This article is contributed. See the original author and article here.

Written by Jason Yi, PM on the Azure Edge & Platform team at Microsoft. 


Acknowledgements: Dan Lovinger


 


Imagine this, you have an Azure Stack HCI cluster set up and ready to go. But you have that lingering question: What is your cluster’s storage performance potential? In such cases, you can rely on micro-benchmarking tools such as DiskSpd. And if you are not aware, the tool helps you customize and configure your own synthetic workloads by tweaking built in parameters. For more information, you can read about it here.


 


“Visible” and Clean Data


Most folks who already have experience with DiskSpd are likely familiar with the txt output option, which is also displayed in the terminal. The purpose behind this output was to present the data in a human readable format. We also aggregated some of the finer details to generate practical metrics for the users. This also means that we determined which metrics would be considered valuable.
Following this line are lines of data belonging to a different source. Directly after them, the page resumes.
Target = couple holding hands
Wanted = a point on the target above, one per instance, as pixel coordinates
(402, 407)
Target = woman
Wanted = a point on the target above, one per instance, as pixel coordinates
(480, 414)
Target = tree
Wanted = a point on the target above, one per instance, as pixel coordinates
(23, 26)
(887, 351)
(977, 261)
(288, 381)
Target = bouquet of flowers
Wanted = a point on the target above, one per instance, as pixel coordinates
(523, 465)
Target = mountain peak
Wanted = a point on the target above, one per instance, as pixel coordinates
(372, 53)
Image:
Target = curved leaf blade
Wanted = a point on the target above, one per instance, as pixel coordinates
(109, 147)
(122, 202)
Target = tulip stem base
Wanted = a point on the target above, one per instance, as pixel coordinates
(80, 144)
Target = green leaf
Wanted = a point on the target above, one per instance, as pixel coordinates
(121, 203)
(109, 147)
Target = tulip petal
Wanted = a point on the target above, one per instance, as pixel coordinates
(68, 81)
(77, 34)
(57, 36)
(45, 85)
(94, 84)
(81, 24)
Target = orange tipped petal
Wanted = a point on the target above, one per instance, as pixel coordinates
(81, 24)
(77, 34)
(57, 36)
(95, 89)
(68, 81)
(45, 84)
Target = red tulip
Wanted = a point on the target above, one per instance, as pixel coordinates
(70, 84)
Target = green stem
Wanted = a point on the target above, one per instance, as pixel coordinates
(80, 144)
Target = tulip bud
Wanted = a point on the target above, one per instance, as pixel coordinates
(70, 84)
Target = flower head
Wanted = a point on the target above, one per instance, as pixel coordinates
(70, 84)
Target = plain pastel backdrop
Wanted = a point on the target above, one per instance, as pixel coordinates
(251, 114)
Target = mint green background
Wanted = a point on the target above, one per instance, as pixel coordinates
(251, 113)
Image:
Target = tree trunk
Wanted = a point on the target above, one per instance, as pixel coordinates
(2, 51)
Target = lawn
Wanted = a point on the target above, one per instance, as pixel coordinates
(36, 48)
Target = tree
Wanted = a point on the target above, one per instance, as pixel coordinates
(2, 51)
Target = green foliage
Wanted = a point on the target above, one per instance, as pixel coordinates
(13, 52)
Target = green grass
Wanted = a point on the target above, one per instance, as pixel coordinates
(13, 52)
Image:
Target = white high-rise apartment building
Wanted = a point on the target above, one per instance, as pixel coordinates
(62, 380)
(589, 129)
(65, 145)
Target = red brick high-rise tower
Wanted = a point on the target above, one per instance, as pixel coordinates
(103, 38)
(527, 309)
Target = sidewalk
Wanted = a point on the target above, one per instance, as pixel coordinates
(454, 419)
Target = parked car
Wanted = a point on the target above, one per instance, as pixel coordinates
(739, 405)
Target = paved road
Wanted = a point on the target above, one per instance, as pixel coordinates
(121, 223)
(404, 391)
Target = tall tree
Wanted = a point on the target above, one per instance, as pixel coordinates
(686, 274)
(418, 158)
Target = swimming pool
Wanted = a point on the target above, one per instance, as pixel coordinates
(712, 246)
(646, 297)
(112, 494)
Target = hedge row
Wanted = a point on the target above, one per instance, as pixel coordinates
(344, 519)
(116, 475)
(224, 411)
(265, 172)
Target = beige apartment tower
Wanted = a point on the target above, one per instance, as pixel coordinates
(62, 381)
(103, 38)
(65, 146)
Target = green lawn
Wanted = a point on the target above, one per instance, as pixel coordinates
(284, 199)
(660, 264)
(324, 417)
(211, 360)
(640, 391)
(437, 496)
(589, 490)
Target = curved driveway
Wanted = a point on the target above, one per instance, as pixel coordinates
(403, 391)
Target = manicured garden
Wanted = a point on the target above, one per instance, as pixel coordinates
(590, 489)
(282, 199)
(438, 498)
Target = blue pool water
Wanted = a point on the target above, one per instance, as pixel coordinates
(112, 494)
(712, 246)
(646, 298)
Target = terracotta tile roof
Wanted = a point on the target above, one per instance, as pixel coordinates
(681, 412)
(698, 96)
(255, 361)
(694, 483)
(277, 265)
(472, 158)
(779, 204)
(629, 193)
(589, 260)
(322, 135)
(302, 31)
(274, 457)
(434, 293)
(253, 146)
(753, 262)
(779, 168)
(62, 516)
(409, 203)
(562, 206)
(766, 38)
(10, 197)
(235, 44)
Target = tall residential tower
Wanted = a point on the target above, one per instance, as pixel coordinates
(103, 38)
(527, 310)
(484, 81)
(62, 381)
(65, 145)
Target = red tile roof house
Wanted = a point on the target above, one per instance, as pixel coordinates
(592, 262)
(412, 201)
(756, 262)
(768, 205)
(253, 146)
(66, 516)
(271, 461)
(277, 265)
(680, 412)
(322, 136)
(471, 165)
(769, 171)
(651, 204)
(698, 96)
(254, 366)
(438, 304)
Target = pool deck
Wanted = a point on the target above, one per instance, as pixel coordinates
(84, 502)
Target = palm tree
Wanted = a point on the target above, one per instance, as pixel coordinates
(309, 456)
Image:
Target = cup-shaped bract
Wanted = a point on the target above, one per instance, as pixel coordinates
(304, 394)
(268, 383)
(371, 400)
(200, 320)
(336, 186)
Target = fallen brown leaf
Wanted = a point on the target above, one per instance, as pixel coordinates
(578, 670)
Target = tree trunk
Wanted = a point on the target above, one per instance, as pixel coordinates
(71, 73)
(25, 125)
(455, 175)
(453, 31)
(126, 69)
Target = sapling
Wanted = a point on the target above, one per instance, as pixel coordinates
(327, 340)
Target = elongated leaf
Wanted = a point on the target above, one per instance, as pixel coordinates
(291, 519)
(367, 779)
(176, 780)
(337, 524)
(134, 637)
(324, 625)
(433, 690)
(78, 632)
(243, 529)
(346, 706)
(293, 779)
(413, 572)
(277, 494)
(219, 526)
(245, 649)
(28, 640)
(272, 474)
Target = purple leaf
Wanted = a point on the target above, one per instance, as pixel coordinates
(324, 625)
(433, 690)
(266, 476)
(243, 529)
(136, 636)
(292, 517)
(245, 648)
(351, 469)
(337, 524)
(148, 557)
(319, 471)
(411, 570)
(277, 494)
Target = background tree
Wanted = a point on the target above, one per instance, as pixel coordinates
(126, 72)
But, did you know that there is an option to output in XML, which reveals additional, granular data such as the total IOs achieved per second.


 


Let’s first take a few moments to review the txt output. As you may know, this output is split into four different sections:


 


Input settings:


Picture1.png


 


CPU utilization details:


Picture2.png


 


Total IO performance metrics:


Picture3.png


 


Latency percentile analysis (-L parameter):


Picture4.png


 


This result produces a detailed view of a couple performance metrics. That’s great, but what if you are interested in other data insights? If you did not read carefully through the DiskSpd wiki page, you may have missed the fact that there is a “hidden feature.” There is another output format that generates an XML file. This can be invoked by the -Rxml parameter and piped into an XML file with your preferred file name. But wait, there’s more! If you peep into the XML file, you will notice that there is more data than what was originally shown in the txt output, such as the total IOs achieved per second. More specifically, the XML output reveals more granular data as opposed to the aggregated data for the human eyes. If you wish to take a look, be warned – your eyes will burn from the squinting.


 


Table of Contents: XML


Before your eyes burn, let’s create a brief table of contents for the XML file.


 


<System> Under this element, you have some basic information regarding the system itself, such as the server/VM name, DiskSpd version, number of processors, etc.


 


Picture5.png


 


<Profile> Under this element, you will find your input parameters from when you ran DiskSpd. To name a few, this includes the queue depth, thread count, warm up time, test duration, etc. There are quite a few sub-elements within this section. Luckily, most of them are self-explanatory, and so let us focus on a few of them.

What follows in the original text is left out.